Deep cuts in methane emissions, including from the fossil fuel industry, are urgently needed to slow the rate of global warming and keep it beneath a threshold agreed by world leaders, according to a UN report due to be released next week.
Governments are increasingly looking at methane emissions as they seek solutions to cap warming at 1.5 degrees Celsius above pre-industrial levels, the target nearly 200 countries agreed to under the 2015 Paris Agreement on climate change.
Methane has a much higher heat-trapping potential compared to carbon dioxide and it breaks down in the atmosphere much more quickly than CO2, meaning cutting methane emissions can have a climate impact sooner.
“Urgent steps must be taken to reduce methane emissions this decade,” according to a summary of the Global Methane Assessment, seen by Reuters ahead of its publication by the United Nations Environment Programme and the Climate & Clean Air Coalition next week.

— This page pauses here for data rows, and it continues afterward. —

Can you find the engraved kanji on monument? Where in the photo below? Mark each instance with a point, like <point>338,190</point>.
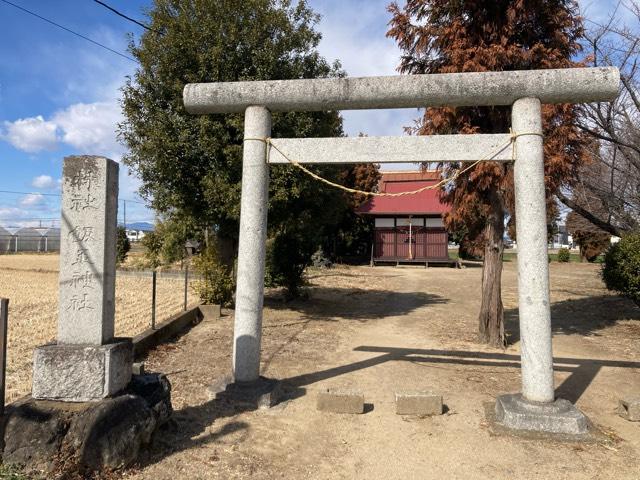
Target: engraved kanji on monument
<point>88,251</point>
<point>86,363</point>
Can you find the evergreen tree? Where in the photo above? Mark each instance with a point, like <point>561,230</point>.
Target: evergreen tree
<point>190,165</point>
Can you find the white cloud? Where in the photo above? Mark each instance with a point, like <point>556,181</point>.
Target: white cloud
<point>45,182</point>
<point>91,127</point>
<point>32,200</point>
<point>32,134</point>
<point>88,127</point>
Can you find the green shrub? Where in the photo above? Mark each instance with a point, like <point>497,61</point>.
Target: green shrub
<point>216,284</point>
<point>564,255</point>
<point>288,254</point>
<point>123,245</point>
<point>621,267</point>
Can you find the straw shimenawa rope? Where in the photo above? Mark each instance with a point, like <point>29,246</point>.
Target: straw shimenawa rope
<point>512,140</point>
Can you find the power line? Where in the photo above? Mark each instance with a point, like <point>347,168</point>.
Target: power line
<point>31,193</point>
<point>128,18</point>
<point>68,30</point>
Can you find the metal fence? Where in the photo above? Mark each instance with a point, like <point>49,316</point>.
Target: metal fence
<point>17,243</point>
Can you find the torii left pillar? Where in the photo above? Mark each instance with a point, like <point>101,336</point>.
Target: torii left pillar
<point>246,385</point>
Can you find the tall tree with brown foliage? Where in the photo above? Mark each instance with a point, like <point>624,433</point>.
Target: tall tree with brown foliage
<point>444,36</point>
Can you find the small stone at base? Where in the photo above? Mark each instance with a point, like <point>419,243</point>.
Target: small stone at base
<point>418,403</point>
<point>138,368</point>
<point>341,401</point>
<point>629,408</point>
<point>262,393</point>
<point>560,416</point>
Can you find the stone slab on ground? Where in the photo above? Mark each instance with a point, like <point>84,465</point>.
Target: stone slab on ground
<point>340,401</point>
<point>263,393</point>
<point>629,408</point>
<point>67,437</point>
<point>560,416</point>
<point>210,312</point>
<point>81,373</point>
<point>413,402</point>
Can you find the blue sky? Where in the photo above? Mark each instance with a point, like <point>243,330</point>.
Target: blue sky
<point>59,93</point>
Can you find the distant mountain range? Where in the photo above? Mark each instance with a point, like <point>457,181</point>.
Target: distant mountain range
<point>144,226</point>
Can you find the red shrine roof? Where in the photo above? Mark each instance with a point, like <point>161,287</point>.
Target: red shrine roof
<point>423,203</point>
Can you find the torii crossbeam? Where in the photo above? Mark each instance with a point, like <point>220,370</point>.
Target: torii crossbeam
<point>536,407</point>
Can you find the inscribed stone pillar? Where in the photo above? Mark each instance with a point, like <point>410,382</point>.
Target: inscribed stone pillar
<point>88,250</point>
<point>86,363</point>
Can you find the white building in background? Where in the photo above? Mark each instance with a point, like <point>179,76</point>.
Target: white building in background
<point>135,235</point>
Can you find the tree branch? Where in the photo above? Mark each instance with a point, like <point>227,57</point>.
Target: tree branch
<point>606,226</point>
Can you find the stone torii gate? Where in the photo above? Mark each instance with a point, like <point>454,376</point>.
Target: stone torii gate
<point>536,408</point>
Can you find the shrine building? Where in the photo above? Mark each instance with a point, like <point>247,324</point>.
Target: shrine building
<point>409,228</point>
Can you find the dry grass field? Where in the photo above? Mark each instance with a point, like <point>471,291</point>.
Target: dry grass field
<point>30,281</point>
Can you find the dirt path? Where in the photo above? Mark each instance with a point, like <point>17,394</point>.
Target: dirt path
<point>387,329</point>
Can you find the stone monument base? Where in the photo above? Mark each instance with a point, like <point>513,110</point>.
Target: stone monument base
<point>81,373</point>
<point>560,416</point>
<point>262,393</point>
<point>61,437</point>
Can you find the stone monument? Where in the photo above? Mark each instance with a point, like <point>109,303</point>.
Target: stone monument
<point>87,411</point>
<point>86,363</point>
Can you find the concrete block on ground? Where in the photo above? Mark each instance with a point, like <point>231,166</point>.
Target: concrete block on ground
<point>629,408</point>
<point>81,373</point>
<point>559,416</point>
<point>418,403</point>
<point>340,401</point>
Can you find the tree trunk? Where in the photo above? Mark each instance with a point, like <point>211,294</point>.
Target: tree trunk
<point>491,318</point>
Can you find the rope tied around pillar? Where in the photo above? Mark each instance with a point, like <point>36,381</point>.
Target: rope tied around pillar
<point>512,141</point>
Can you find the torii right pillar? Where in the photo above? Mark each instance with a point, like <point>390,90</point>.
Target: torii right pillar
<point>536,407</point>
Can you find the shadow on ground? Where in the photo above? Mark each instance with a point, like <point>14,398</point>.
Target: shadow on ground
<point>582,370</point>
<point>354,303</point>
<point>582,316</point>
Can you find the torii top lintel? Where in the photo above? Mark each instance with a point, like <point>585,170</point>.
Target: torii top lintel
<point>569,85</point>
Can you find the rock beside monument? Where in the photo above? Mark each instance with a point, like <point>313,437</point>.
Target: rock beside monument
<point>109,434</point>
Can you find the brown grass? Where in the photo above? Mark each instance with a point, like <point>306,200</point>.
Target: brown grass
<point>30,282</point>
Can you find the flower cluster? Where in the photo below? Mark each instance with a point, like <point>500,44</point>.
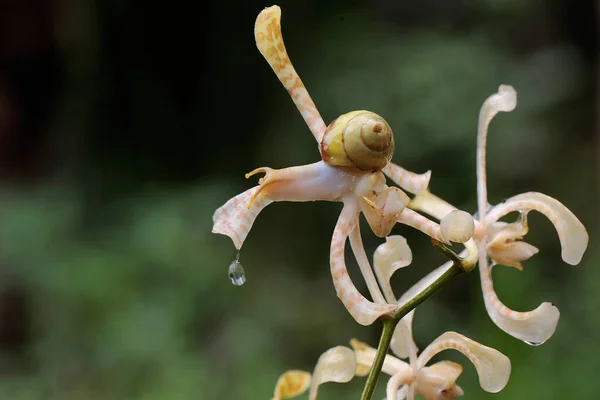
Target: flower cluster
<point>364,190</point>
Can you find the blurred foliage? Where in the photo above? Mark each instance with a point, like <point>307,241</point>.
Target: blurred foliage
<point>125,125</point>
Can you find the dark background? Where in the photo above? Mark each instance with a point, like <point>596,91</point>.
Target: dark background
<point>125,124</point>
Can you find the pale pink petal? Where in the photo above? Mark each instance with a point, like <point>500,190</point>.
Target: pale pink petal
<point>365,355</point>
<point>397,380</point>
<point>457,226</point>
<point>505,100</point>
<point>426,281</point>
<point>438,381</point>
<point>365,266</point>
<point>571,232</point>
<point>267,32</point>
<point>430,204</point>
<point>387,259</point>
<point>421,223</point>
<point>383,209</point>
<point>362,310</point>
<point>291,384</point>
<point>403,344</point>
<point>409,181</point>
<point>235,218</point>
<point>533,327</point>
<point>335,365</point>
<point>492,366</point>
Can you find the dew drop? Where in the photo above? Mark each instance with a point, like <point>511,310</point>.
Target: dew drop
<point>535,344</point>
<point>237,273</point>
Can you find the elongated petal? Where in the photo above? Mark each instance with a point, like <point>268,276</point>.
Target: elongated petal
<point>430,204</point>
<point>267,32</point>
<point>492,366</point>
<point>409,181</point>
<point>234,218</point>
<point>505,100</point>
<point>365,266</point>
<point>365,355</point>
<point>291,384</point>
<point>571,232</point>
<point>335,365</point>
<point>426,281</point>
<point>438,381</point>
<point>395,382</point>
<point>362,310</point>
<point>387,259</point>
<point>533,327</point>
<point>403,344</point>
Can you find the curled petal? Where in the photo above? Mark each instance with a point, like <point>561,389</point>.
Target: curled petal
<point>492,366</point>
<point>571,232</point>
<point>290,384</point>
<point>533,327</point>
<point>387,259</point>
<point>362,310</point>
<point>504,245</point>
<point>267,32</point>
<point>365,355</point>
<point>234,218</point>
<point>511,253</point>
<point>438,381</point>
<point>409,181</point>
<point>403,344</point>
<point>383,209</point>
<point>457,226</point>
<point>335,365</point>
<point>394,383</point>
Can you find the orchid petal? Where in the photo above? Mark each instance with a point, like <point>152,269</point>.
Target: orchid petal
<point>457,226</point>
<point>403,344</point>
<point>492,366</point>
<point>383,209</point>
<point>335,365</point>
<point>426,281</point>
<point>421,223</point>
<point>362,310</point>
<point>533,327</point>
<point>365,266</point>
<point>267,32</point>
<point>387,259</point>
<point>291,383</point>
<point>571,232</point>
<point>365,355</point>
<point>438,381</point>
<point>235,218</point>
<point>409,181</point>
<point>397,380</point>
<point>430,204</point>
<point>505,100</point>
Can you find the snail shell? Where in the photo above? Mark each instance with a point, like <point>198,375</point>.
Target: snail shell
<point>359,139</point>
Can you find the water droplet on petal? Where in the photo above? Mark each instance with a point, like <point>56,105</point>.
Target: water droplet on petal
<point>535,344</point>
<point>237,273</point>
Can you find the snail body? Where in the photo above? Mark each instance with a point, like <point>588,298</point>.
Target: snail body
<point>358,139</point>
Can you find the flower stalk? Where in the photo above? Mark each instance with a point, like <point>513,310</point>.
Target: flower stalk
<point>390,321</point>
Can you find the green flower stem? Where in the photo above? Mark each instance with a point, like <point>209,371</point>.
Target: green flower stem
<point>390,321</point>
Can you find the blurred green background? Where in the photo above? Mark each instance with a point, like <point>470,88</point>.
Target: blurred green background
<point>125,124</point>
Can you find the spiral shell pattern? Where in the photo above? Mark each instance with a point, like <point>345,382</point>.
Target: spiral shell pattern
<point>359,139</point>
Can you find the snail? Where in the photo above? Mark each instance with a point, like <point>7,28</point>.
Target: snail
<point>359,139</point>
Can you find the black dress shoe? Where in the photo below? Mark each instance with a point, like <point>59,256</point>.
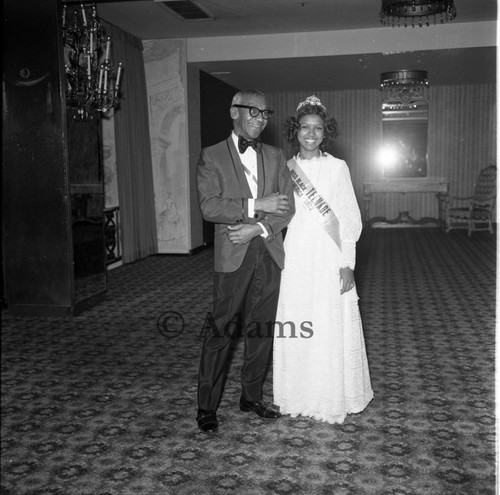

The report summary, whose findings were first published by The New York Times, includes contributions from more than 20 scientists and experts.
It said currently available measures could reduce human-caused methane emissions by up to 45%, or 180 million tonnes a year by 2030. That would avoid nearly 0.3 degree Celsius of global warming by the 2040s, it said.
“There’s no chance whatsoever to meet our climate targets if we don’t deal with the methane emissions that this report highlights,” said Jonathan Banks, international director for methane at the non-profit Clean Air Task Force, which is part of the organisation that released the report but did not author it.
“Methane provides an opportunity for a win on climate change in the very near term,” he said.
Cheapest emission cuts are in oil and gas
The report said the fossil fuel sector has the biggest potential to slash methane emissions this decade. Fossil fuels account for 35% of human-caused methane emissions, while agriculture contributes 40% and waste such as landfills accounts for 20%, it said.
Climate scientists say the cheapest emission cuts are in the oil and gas industry, where methane is vented after oil extraction or can leak from gas pipelines.
“Around 80% of no-cost actions come from the oil and gas industry. In each of the scenarios analysed; nearly a third of that would come from top oil and gas producers meeting their agreed upon targets to reduce upstream leakage,” says the Environmental Defense Fund, a US-based campaign group.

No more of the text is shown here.